This case falls on the heels of CompuCredit v. Greenwood and AT&T Mobility v. Concepcion – two of the latest barriers preventing Americans from receiving justice and holding powerful interests accountable.
AAJ joined in filing an amicus brief in support of the small businesses with Public Justice and AARP. This brief can be found online here.
- In this case, small businesses are seeking to hold AmEx accountable for violating federal antitrust laws.
- The small businesses allege that AmEx is violating antitrust laws with a tying arrangement by using its monopoly power over charge cards to force merchants to take all AmEx-branded credit cards and pay higher fees.
- AmEx’s merchant contracts require individual forced arbitration to resolve disputes. AmEx’s arbitration clauses also do not allow merchants to shift or share the expenses of arbitrating a claim with other merchants.

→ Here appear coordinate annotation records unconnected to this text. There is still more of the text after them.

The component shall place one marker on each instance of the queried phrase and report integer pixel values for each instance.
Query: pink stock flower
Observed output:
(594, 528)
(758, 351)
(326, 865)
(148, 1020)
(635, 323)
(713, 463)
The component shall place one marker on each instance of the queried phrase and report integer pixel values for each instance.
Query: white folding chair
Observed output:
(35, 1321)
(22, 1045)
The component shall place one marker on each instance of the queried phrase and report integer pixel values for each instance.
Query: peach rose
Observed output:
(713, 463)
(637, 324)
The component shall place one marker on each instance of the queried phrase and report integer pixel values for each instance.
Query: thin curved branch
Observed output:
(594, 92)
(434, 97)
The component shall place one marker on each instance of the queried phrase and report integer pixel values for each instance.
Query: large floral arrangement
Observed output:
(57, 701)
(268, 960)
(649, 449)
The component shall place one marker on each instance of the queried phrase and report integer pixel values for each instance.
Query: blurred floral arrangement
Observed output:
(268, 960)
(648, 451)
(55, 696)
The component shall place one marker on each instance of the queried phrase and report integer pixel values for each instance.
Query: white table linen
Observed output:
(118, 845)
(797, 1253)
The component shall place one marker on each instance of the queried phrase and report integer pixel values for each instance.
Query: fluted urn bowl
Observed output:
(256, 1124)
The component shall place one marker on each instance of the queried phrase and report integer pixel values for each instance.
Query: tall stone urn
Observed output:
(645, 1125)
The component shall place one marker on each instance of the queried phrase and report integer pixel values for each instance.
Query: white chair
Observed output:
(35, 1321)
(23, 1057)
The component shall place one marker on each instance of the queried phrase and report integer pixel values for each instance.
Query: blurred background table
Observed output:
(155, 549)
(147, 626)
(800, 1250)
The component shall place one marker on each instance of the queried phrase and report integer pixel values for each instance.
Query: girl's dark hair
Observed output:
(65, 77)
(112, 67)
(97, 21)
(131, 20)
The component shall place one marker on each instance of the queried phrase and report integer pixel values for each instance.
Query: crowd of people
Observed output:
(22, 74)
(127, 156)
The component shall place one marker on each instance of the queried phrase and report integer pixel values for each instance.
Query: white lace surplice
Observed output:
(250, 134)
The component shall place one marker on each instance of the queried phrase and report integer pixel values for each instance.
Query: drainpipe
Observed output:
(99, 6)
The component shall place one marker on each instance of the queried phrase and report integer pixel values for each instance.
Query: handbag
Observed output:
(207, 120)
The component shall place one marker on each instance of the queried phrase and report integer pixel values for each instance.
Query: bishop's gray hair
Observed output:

- The small businesses presented ample evidence to the court to show that the costs of an individual arbitration would have been many times more than the possible maximum amount of damages that each would recover. The costs of a single antitrust market study necessary for each arbitration claim could exceed $1 million, while each claimant’s potential damages would be no more than a few thousand dollars.
- If small businesses are forced to try to resolve this dispute in individual arbitration, they will not be able to effectively vindicate their rights and AmEx will be allowed to get away with widespread wrongdoing.